The number of coronavirus-related deaths in the United States has surpassed 800,000, according to a tally compiled by Johns Hopkins University.
It is the highest reported national death toll since the beginning of the global COVID-19 pandemic, according to the data released on Tuesday.
The US accounts for approximately 4 percent of the world’s population but about 15 percent of the 5.3 million known deaths from the coronavirus since it emerged in the central Chinese city of Wuhan in late 2019.
“As we mark the tragic milestone of 800,000 American deaths due to Covid-19, we remember each person and the lives they lived, and we pray for the loved ones left behind,” President Joe Biden said in a statement.
“As we head into the winter and confront a new variant, we must resolve to keep fighting this virus together,” he said.

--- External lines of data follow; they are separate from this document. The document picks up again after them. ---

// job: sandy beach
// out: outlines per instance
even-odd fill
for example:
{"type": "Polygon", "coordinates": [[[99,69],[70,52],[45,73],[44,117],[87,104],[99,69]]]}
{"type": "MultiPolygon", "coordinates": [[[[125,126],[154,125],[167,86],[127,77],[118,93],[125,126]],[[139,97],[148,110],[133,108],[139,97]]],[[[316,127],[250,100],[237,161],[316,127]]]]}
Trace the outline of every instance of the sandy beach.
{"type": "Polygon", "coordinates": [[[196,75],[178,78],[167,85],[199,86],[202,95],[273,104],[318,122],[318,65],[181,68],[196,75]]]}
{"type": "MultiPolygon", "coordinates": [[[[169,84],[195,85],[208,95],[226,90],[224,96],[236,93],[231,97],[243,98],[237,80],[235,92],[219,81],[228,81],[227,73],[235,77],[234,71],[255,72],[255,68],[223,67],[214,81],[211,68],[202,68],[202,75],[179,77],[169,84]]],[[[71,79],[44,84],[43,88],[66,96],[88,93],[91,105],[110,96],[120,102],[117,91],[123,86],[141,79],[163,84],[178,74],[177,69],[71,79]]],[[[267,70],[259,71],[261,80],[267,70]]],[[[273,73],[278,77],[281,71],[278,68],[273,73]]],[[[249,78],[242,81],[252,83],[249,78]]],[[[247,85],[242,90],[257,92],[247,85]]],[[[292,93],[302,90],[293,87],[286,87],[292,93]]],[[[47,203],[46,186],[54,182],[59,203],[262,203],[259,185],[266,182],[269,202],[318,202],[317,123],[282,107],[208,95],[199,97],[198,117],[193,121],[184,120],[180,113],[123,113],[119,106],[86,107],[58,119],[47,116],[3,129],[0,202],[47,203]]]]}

The majority of the deaths in the US were recorded among unvaccinated people.
Vaccinations picked up during the fourth wave of the disease, driven by the Delta variant, and more than 60 percent of the country’s 332 million people are now fully vaccinated – though the US still lags behind other wealthy nations.
The grim milestone was passed as the country prepares for the winter amid the spread of the Omicron variant, which experts say could be more transmissible than previous strains of the virus.
The US is now into its fifth wave, with the epicentre in colder northern states, as people gather more often indoors.
Omicron, which has caused worldwide alarm since it was first reported in South Africa in late November, now accounts for approximately three percent of US cases, but that share is expected to rise rapidly, as has been seen in other countries.
Even if early data suggesting the variant causes milder illness in most people is confirmed, its increased transmissibility and ability to overcome prior immunity may negate this advantage, by infecting far more people.
Health authorities are urging everyone over the age of 16 to get a booster shot to restore immunity to levels comparable to two doses against earlier strains.
Democrats Nancy Pelosi and Chuck Schumer, who lead the House of Representatives and Senate respectively, as well as House Republican Leader Kevin McCarthy and other members of Congress, held a moment of silence on the steps of the Capitol building on Tuesday evening.
“On this day … we will remember that 800,000 loved ones did not make it this far: a lost father or grandfather, mother or grandmother, a friend, a familiar face in the neighborhood,” Schumer said in a statement.
“All of us know of someone whom this disease has taken away.”